Other mentors noted the need to teach stress coping measures and being “kind to ourselves.” “My mentees are extremely brilliant and ambitious people, and as Ph.D. students, we often stress ourselves out more than we need to,” said Vinnie Wu, a graduate student in psychological and brain sciences. “All our journeys are different, so we shouldn't compare ourselves to others. And there isn't a set formula to ‘success,’ so we need to be kind to ourselves and give ourselves permission to celebrate all our accomplishments, to allow ourselves a maintainable work-life balance, to ignore the harsh criticisms and so on.”

Sepideh M. Alavi, a graduate student in the Department of Counseling, Clinical & School Psychology, echoed Wu’s sentiment, noting that it’s important to have a holistic approach when it comes to thriving and academic achievement. “We are all overachievers and have mastered the skills to succeed in academia, but it's important not to lose sight of the other domains of our lives and the things that bring us joy, especially as our schedules get tighter and as we get busier,” said Sepideh. “Actually, it’s during those busy times that it is important to slow down for brief moments throughout the day and attend to our mind, body, emotional, relational and spiritual needs.”

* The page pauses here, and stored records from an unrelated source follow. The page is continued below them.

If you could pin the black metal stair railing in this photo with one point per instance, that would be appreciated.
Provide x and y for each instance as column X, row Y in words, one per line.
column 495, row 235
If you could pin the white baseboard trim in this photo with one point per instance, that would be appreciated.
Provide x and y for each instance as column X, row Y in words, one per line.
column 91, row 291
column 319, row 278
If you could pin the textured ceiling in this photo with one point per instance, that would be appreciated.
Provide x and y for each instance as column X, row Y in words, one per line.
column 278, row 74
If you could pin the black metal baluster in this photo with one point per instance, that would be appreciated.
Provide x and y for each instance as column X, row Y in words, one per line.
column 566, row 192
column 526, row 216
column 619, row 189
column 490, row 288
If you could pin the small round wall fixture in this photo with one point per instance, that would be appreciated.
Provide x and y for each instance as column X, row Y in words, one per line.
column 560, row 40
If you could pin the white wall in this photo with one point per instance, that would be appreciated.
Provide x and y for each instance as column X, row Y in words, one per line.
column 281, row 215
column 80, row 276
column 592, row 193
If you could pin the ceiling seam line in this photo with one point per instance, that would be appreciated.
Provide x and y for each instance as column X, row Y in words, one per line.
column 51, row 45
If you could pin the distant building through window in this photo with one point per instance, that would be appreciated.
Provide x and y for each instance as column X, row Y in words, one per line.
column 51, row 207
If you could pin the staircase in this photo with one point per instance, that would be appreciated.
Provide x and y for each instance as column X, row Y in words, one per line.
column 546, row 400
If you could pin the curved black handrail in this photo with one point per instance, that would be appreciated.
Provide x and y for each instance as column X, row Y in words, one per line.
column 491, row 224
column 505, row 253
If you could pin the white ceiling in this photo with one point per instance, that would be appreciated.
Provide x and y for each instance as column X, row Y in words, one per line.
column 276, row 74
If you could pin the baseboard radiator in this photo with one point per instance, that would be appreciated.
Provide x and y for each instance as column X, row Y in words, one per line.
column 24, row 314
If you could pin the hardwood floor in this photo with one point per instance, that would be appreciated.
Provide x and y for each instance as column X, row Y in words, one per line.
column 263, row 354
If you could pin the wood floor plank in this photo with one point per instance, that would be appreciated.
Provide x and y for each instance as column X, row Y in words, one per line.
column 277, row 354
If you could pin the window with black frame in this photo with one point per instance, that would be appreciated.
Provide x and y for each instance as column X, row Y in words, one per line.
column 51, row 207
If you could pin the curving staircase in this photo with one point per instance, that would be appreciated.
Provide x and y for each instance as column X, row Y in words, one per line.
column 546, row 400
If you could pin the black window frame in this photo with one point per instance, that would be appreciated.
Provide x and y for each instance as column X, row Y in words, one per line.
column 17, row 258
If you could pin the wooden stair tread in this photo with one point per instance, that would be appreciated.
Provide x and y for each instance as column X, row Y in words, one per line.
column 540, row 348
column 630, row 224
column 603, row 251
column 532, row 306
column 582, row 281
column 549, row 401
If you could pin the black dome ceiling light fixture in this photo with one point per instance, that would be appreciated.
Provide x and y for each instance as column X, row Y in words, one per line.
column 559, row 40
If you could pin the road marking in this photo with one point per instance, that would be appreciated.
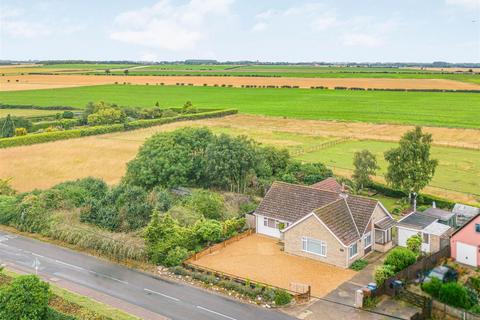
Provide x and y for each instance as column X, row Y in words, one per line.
column 161, row 294
column 215, row 312
column 70, row 265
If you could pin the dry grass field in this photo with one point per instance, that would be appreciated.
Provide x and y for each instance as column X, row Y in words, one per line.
column 44, row 165
column 31, row 82
column 259, row 258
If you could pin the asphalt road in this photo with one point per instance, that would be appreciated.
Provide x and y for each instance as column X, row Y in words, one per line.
column 167, row 298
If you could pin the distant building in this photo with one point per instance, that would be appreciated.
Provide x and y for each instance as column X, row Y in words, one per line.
column 464, row 213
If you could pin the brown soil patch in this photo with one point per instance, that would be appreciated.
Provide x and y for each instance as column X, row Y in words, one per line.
column 105, row 156
column 30, row 82
column 259, row 258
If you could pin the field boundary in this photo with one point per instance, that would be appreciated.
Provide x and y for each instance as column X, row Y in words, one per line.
column 96, row 130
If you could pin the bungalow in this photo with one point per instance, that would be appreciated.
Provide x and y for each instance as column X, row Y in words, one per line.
column 326, row 225
column 434, row 234
column 446, row 217
column 465, row 243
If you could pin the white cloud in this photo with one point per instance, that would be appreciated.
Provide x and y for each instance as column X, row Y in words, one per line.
column 361, row 39
column 167, row 26
column 16, row 24
column 466, row 4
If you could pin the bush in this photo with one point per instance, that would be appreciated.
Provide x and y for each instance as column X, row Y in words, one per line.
column 175, row 257
column 455, row 295
column 282, row 297
column 400, row 258
column 207, row 203
column 383, row 273
column 20, row 132
column 432, row 287
column 414, row 243
column 359, row 264
column 25, row 298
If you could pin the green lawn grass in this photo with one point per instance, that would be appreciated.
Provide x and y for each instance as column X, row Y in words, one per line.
column 458, row 169
column 422, row 108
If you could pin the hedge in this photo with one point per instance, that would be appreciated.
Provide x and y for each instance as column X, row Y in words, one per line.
column 423, row 199
column 89, row 131
column 15, row 106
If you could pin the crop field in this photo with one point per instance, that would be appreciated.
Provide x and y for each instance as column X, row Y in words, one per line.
column 26, row 112
column 414, row 108
column 43, row 165
column 11, row 82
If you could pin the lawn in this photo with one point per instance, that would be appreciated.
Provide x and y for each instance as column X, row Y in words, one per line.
column 26, row 112
column 458, row 169
column 421, row 108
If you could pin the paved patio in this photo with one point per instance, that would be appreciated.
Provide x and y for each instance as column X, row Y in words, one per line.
column 259, row 258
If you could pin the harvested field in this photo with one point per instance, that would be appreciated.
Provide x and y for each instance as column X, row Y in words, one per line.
column 259, row 258
column 44, row 165
column 31, row 82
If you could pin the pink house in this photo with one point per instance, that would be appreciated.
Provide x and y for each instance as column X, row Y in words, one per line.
column 465, row 243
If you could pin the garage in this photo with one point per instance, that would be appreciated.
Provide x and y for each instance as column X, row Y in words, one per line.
column 466, row 254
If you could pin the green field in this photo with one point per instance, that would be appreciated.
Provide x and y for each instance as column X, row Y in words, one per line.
column 458, row 169
column 422, row 108
column 26, row 112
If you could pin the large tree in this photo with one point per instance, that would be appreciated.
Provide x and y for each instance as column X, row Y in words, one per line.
column 366, row 166
column 410, row 167
column 8, row 128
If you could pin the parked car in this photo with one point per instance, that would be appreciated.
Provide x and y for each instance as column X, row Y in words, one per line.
column 442, row 273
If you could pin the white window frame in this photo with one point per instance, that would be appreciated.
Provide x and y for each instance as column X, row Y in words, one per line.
column 365, row 237
column 323, row 245
column 350, row 256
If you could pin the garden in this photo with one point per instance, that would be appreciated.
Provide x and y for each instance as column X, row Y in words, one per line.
column 184, row 191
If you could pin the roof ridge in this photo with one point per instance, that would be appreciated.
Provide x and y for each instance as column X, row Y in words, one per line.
column 353, row 219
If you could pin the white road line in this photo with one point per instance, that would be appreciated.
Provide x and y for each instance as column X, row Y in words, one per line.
column 217, row 313
column 108, row 277
column 70, row 265
column 161, row 294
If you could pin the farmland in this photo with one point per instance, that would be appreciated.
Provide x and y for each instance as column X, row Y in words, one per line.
column 422, row 108
column 457, row 176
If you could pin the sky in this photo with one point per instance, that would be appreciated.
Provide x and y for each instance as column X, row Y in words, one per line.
column 232, row 30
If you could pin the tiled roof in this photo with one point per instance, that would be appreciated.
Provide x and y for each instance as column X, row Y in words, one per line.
column 291, row 202
column 329, row 184
column 338, row 219
column 362, row 209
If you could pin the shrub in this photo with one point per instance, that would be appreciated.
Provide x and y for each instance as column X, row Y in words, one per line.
column 432, row 287
column 383, row 273
column 400, row 258
column 359, row 264
column 175, row 257
column 25, row 298
column 414, row 243
column 456, row 295
column 20, row 132
column 282, row 297
column 207, row 203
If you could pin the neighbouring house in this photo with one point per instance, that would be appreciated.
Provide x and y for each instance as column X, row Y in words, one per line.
column 329, row 226
column 434, row 234
column 446, row 217
column 465, row 243
column 464, row 213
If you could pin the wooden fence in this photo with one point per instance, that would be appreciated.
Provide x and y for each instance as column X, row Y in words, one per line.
column 414, row 271
column 219, row 246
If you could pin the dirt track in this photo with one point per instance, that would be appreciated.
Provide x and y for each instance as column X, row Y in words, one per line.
column 30, row 82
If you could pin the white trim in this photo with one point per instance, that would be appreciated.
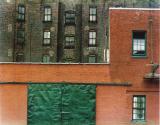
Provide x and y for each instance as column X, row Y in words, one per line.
column 121, row 8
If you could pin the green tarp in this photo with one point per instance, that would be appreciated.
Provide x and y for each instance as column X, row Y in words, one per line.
column 61, row 104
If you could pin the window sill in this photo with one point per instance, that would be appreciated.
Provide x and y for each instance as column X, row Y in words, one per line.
column 141, row 122
column 47, row 21
column 19, row 20
column 46, row 44
column 139, row 57
column 92, row 22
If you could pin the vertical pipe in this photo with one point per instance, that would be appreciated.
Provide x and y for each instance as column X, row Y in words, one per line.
column 151, row 36
column 14, row 42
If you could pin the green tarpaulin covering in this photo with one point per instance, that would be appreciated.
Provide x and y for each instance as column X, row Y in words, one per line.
column 61, row 104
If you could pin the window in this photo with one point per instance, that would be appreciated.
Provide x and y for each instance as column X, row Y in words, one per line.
column 47, row 14
column 19, row 57
column 92, row 14
column 20, row 36
column 70, row 17
column 69, row 42
column 21, row 13
column 139, row 107
column 139, row 43
column 47, row 38
column 46, row 58
column 92, row 38
column 92, row 59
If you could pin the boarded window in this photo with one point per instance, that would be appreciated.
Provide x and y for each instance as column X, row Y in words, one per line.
column 47, row 14
column 139, row 43
column 60, row 104
column 92, row 14
column 139, row 107
column 21, row 13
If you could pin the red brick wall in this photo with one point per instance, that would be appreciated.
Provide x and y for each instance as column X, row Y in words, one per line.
column 13, row 104
column 54, row 73
column 114, row 103
column 123, row 66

In addition to peer mentorship, GSP also helps connect students to public and campus resources for aid, said Felicia Rutland, Graduate Division diversity and outreach peer and a mechanical engineering graduate student. She noted that since the start of the academic year, the program has connected with CalFresh and Basic Needs, Counseling and Psychological Services (CAPS), Campus Advocacy, Resources and Education (CARE), the MultiCultural Center (MCC), the Center for Innovative Teaching, Research and Learning (CITRAL), Instructional Development (ID), The Global Latinidades Project, UCSB Mental Health Task Force, Graduate Student Association (GSA), Graduate Students for Diversity in the Sciences (GSDS), Womxn in Science & Engineering (WiSE) and the Queer & Trans Graduate Student Union (QTGSU).

Learning about resources is one of the most beneficial aspects of the program, said Heath Pennington, a graduate student in theater, dance and performance studies who has gone from mentee to mentor. “My mentor helped connect me with lots of institutional knowledge,” they said. “If I could give my mentees one concrete takeaway, it would be knowing where to find and how to take advantage of resources, from the food banks to CARE, affinity organizations, fellowships to apply for, Grad Div’s Individualized Professional Skills program, and more!”

GSP receives funding from U.S. Bank. “At U.S. Bank, we believe in powering human potential, and our Community Possible platform is designed to support programs that help provide pathways to higher education,” said UCSB alumna Anabel Santamaria, Santa Barbara community affairs manager for U.S. Bank. “It is with great pride that U.S. Bank supports UC Santa Barbara’s Graduate Scholars Program, providing the diverse doctoral student community with the academic, professional and social support systems allowing them to reach their educational goals and achieve personal success.”